The bus rolled into Nagano at a quarter to 7, allowing me enough time to grab some quick supplies before jumping on the first bus to Togakushi Kogen, the start of the hike. It had rained the night before, but the clouds were breaking up, and I was praying that the weather would be OK in the hills. I finally got to the start of the hike around 8:45am, and was so happy to see the sun out! The first part of the hike was through a cow pasture, and it’s the one of the few animals that I’m absolutely terrified of, thanks to a traumatic run-in with a bull as a child. Luckily, the creatures were nowhere to be found, and the site of the cherry blossoms in full bloom put my mind at ease.
I could see the peaks of Mt. Togakushi didn’t have too much snow left on them, so I was wondering if I’d need my crampons at all. The trail got steep rather quickly, and followed a wonderful stream that was gushing with fresh snow melt. I reached the emergency hut around 10am, where I got my first glimpse of Mt. Takazuma. “Holy cow!”, I moaned, as the obelisk-shaped peak darted towards the sky, completely covered in white! I was expecting a snow field on the saddle, but not this. I took a quick break and started my climb towards Mt. Gojizo (五地蔵). I hit snow after about 5 minutes, and it was so soft and fluffy, having fallen just hours earlier. I definitely wasn’t expecting fresh snow in May, but there it was, directly before my eyes. Good thing I brought my crampons!
The snow got deeper and the wind was pretty strong, but the clouds were gone. Mt. Myoko and Hiuchi got a fresh coating, and Hakuba was looking as if winter never left. The top of Mt. Takuzuma looked so far away and oh so steep. I was beginning to wonder if I could actually make it to the top, especially since I’d forgotten my ice axe. It’s always a difficult choice deciding what to bring on hikes during the spring. Heavy-duty vs. light crampons? Axe axe vs. trekking pole? I went for a combination of both, bringing my 6-point crampons but opting for a sturdy hiking stick.
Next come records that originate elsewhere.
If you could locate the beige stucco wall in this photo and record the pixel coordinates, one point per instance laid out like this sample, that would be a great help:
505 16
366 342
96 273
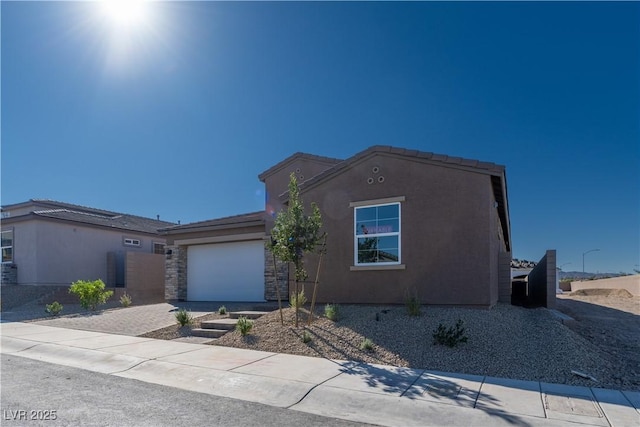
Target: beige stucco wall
145 277
49 252
630 283
278 181
448 248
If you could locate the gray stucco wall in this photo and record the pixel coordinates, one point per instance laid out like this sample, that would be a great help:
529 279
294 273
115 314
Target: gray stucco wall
449 240
52 252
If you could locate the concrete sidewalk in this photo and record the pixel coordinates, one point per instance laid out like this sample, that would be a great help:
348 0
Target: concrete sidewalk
375 394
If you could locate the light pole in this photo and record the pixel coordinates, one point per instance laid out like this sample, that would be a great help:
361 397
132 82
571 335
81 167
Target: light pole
566 263
584 253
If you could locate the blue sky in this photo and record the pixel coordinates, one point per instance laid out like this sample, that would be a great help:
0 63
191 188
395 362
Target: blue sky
176 114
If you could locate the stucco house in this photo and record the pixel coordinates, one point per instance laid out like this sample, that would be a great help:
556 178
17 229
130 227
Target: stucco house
46 242
399 222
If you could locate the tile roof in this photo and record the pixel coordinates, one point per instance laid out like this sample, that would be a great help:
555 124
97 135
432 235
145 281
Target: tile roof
489 167
248 219
295 156
91 216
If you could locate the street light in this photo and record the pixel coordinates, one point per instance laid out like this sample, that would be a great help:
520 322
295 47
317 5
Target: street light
591 250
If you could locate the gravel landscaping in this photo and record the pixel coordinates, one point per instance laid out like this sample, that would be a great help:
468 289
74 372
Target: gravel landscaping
505 341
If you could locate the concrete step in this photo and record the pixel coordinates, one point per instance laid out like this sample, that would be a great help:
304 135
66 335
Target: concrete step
208 333
247 314
227 324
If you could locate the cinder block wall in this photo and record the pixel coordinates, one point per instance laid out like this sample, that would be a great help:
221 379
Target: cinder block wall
144 277
9 274
504 277
175 274
542 281
270 293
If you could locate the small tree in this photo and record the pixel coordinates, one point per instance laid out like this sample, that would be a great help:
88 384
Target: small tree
91 294
295 234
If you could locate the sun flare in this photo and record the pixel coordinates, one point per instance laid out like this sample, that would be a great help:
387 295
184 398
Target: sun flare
125 12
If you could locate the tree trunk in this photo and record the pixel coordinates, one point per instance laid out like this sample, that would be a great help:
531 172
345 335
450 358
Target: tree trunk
275 269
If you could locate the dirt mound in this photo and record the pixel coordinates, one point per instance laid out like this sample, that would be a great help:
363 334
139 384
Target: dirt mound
619 293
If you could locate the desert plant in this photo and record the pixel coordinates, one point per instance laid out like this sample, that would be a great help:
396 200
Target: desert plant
297 300
366 345
451 336
413 305
125 300
332 312
183 317
244 326
54 308
91 294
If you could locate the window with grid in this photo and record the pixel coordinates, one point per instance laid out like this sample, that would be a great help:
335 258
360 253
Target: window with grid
7 246
377 234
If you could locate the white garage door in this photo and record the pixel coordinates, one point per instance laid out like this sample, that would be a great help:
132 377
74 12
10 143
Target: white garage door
226 272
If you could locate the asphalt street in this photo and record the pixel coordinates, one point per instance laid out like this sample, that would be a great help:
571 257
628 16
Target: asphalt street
35 393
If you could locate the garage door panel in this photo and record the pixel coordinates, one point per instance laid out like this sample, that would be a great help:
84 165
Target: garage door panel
226 272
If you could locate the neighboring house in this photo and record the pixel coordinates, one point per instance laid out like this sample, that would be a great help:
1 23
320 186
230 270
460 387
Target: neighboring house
45 242
399 223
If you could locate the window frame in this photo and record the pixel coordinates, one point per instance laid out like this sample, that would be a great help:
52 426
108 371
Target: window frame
397 234
2 248
132 242
154 245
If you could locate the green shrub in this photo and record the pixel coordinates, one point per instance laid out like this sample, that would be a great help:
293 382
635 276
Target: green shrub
332 312
244 326
91 294
297 301
366 345
183 317
125 300
54 308
451 336
413 306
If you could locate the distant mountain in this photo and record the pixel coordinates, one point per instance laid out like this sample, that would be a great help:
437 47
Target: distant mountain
579 275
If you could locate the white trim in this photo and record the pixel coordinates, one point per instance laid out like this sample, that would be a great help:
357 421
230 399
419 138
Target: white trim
220 239
130 241
372 267
385 201
398 234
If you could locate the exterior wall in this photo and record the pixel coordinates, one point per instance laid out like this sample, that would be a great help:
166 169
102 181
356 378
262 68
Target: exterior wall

I descended to the saddle just below the summit and put on my climbing irons. This was it. I took a deep breath and started the long climb. There were huge drops off to the left side, so I made sure to stay as far right as I could. The snow was really hard and compact, and kick stepping was tough without toe crampons, but I compensated by grabbing whatever lay in my path: buried trees, plants, rocks, you name it. The wind was howling from the right, pelting me with ice pellets from the neighboring trees and threatening to blow me off the side of the peak. Still, I clambered on, taking it one agonizing step at a time. Miraculously I made it to the summit plateau, where the path flattened out significantly. I took a quick break on top and tried to calm myself from the adrenalin rush. 11:45am. Not bad for an under-equipped hiker in winter conditions!
I flew back down to the saddle, running and jumping for joy. The hard part was over, and I simply retraced my steps back to Togakushi, where I feasted on delicious soba and surprised a group of retirees when I spread my things on the pavement to dry. I made the 4pm bus back to Nagano, and dreamed of a day when I can come back and conquer the spiny ridge of Mt. Togakushi.